Neath Port Talbot Steelers

Club information
- Founded: 2007; 19 years ago
- Exited: 2010; 16 years ago
- Website: www.nptsteelers.com

Former details
- Competition: Rugby League Conference Welsh Premier

= Neath Port Talbot Steelers =

Defunct Welsh rugby league club, based in Port Talbot, South Wales

Neath Port Talbot Steelers were a rugby league team based in Port Talbot, West Glamorgan. They played in the Welsh Premier division of the Rugby League Conference at Aberavon Green Stars RFC.

==History==
The club was founded in 2007. The Steelers only recorded two wins during the league fixtures, however, this was enough to qualify the first round of the play-offs. They defeated Torfaen Tigers to progress to the semi-final in which they lost to the Titans in Newport.

The 2008 campaign was unsuccessful with only one win was recorded during the season.

The 2009 season saw them only one game in the whole campaign. The junior sides had very good seasons with the U15's winning the league, and the U17's coming runners-up.
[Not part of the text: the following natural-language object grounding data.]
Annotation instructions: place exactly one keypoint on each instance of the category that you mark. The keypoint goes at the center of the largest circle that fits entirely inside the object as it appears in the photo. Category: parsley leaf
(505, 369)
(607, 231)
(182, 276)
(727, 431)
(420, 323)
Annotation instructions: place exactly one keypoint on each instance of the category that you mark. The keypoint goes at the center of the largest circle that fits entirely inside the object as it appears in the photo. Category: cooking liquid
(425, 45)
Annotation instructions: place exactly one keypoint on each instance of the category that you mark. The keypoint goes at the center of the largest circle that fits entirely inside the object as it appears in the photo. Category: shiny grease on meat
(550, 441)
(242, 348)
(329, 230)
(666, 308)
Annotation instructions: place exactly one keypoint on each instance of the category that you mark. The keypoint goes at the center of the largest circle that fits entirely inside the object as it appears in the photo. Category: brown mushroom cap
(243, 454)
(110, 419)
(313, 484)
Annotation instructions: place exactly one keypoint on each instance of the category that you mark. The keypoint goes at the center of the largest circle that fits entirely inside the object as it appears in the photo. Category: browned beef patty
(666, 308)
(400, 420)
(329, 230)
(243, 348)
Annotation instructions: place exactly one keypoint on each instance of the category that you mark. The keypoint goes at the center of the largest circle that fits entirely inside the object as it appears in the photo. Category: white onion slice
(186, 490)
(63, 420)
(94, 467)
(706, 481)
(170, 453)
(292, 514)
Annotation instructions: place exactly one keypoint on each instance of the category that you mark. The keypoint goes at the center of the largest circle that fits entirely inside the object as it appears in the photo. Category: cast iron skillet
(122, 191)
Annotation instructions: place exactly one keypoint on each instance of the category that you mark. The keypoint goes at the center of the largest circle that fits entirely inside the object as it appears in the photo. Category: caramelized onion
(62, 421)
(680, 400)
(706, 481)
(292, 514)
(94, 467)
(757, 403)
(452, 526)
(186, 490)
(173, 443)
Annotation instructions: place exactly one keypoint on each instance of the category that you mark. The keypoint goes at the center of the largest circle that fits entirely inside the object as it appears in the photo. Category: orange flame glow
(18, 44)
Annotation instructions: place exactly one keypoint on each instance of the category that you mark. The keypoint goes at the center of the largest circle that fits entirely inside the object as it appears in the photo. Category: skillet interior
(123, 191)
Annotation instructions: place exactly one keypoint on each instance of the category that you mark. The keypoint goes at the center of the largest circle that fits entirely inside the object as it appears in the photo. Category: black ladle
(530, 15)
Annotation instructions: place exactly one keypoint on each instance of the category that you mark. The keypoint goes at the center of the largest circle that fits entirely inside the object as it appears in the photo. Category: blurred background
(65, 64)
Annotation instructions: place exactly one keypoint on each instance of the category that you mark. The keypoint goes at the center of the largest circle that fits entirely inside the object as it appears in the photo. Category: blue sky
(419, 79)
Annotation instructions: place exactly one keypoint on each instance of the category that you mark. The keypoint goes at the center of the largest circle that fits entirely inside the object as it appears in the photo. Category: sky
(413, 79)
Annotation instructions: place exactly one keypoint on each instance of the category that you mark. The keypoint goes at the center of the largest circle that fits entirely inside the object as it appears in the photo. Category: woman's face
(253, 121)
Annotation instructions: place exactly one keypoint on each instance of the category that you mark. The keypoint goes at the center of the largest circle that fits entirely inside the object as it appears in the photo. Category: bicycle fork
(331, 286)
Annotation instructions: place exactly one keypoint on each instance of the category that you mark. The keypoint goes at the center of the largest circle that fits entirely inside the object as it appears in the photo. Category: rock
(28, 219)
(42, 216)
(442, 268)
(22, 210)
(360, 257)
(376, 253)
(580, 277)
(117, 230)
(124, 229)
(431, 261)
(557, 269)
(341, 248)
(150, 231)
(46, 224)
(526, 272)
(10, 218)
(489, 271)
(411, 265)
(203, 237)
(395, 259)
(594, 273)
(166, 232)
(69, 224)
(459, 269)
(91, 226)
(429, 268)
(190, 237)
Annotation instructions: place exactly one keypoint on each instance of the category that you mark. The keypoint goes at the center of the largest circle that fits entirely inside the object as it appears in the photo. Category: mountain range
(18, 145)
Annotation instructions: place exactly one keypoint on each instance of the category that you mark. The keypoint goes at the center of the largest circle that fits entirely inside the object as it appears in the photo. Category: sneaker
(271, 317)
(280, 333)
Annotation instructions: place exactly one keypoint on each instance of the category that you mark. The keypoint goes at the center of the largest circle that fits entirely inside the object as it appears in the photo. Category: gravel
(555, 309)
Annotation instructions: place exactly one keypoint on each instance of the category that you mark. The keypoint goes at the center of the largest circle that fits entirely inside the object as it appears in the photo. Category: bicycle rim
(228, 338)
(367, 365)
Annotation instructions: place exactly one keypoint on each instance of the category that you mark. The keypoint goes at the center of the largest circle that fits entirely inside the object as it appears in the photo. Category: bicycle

The 2010 season was slow starting due to the league kicking off late as several West Wales clubs failed to complete any fixtures. The Steelers narrowly lost the first two fixture against Merthyr Wildcats and Dyffryn Devils, then with a late recruitment push dominated the remaining fixtures with good wins over Torfaen Tigers and revenge over Dyffryn Devils, the Wildcats could not play the repeat fixture due to union players having commitments. In the Welsh Conference Championship final, the Steelers won 42-10 against Torfaen Tigers at the Gnoll.

==Club honours==
- RLC Welsh regional: 2010

==Juniors==
Neath Port Talbot Steelers' junior teams take part in the Welsh Conference Junior League.